Query Builder API

class arcticdb.QueryBuilder[source]

Build a query to process read results with. Syntax is designed to be similar to Pandas:

>>> q = QueryBuilder()
>>> q = q[q["a"] < 5] (equivalent to q = q[q.a < 5] provided the column name is also a valid Python variable name)
>>> dataframe = lib.read(symbol, query_builder=q).data

QueryBuilder objects are stateful, and so should not be reused without reinitialising:

>>> q = QueryBuilder()

For Group By and Aggregation functionality please see the documentation for the groupby. For projection functionality, see the documentation for the apply method.
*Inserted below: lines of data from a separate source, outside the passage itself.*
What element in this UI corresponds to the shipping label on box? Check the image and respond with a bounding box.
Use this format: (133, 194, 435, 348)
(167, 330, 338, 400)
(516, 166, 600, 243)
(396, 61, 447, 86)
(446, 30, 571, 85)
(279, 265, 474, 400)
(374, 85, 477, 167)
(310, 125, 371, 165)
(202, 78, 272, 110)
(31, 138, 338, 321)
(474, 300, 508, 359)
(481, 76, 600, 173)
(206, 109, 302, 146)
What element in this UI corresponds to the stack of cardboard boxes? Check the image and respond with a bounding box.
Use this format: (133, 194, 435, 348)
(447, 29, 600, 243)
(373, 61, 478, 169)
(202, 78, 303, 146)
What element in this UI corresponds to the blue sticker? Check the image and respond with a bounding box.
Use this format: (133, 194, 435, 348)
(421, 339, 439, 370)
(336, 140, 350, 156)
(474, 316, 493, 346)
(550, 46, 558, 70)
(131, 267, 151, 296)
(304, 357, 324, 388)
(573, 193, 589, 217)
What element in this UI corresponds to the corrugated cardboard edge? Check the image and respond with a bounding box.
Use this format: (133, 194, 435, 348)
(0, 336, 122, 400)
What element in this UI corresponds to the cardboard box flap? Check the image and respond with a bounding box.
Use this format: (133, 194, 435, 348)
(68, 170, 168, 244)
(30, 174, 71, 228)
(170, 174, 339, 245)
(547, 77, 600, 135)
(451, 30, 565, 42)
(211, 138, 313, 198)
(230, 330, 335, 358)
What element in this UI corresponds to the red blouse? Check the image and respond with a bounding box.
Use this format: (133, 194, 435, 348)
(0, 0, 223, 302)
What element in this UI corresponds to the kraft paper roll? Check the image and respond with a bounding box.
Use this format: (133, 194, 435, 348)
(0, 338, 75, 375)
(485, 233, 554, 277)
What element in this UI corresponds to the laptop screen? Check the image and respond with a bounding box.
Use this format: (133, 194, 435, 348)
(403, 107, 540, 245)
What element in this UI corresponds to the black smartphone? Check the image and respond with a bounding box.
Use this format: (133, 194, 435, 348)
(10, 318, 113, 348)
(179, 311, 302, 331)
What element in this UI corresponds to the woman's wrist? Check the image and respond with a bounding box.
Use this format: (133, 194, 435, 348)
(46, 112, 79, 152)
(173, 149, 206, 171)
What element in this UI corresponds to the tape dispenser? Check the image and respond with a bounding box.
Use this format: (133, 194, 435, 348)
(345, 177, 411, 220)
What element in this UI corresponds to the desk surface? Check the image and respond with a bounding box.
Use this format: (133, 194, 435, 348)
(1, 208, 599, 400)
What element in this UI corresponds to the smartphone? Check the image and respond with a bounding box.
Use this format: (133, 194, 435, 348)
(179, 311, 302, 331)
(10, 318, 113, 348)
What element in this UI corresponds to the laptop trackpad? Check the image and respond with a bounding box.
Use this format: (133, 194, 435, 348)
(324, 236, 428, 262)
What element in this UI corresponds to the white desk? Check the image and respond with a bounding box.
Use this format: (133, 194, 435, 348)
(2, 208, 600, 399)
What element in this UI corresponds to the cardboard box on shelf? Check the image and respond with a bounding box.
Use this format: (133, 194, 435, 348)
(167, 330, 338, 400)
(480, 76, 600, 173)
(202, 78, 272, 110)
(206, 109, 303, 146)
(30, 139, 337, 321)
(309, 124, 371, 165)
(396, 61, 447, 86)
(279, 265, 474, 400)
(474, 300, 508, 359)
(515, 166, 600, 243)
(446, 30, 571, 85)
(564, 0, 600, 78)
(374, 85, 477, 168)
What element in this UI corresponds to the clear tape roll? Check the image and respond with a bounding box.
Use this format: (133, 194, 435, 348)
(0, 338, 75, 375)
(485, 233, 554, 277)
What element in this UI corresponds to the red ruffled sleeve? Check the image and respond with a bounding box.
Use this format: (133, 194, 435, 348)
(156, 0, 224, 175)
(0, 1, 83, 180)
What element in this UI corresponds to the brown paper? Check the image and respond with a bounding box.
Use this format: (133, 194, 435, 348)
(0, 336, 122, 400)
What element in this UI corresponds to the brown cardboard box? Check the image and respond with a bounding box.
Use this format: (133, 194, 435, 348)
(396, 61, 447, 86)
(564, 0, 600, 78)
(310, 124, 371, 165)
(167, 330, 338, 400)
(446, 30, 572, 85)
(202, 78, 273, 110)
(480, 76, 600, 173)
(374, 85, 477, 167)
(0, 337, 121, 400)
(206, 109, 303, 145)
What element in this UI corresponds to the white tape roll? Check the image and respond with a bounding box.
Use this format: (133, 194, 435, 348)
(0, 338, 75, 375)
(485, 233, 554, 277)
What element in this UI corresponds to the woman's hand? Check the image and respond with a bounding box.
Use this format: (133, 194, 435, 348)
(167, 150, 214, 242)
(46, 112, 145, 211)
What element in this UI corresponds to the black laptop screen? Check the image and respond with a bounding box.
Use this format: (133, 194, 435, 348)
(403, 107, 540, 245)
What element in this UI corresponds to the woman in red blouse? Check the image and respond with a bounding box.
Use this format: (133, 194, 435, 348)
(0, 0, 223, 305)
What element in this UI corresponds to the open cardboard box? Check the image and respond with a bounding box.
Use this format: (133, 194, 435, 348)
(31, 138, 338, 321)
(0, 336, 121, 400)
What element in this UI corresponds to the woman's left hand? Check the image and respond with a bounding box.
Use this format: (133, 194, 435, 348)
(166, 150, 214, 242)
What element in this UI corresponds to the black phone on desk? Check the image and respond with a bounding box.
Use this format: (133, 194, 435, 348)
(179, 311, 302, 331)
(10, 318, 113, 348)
Supported numeric operations when filtering:

  • Binary comparisons: <, <=, >, >=, ==, !=

  • Unary NOT: ~

  • Binary arithmetic: +, -, *, /

  • Unary arithmetic: -, abs

  • Binary combinators: &, |, ^

  • List membership: isin, isnotin (also accessible with == and !=)

isin/isnotin accept lists, sets, frozensets, 1D ndarrays, or *args unpacking. For example:

>>> l = [1, 2, 3]
>>> q.isin(l)

is equivalent to…

>>> q.isin(1, 2, 3)

Boolean columns can be filtered on directly:

>>> q = QueryBuilder()
>>> q = q[q["boolean_column"]]

and combined with other operations intuitively:

>>> q = QueryBuilder()
>>> q = q[(q["boolean_column_1"] & ~q["boolean_column_2"]) & (q["numeric_column"] > 0)]

Arbitrary combinations of these expressions is possible, for example:

>>> q = q[(((q["a"] * q["b"]) / 5) < (0.7 * q["c"])) & (q["b"] != 12)]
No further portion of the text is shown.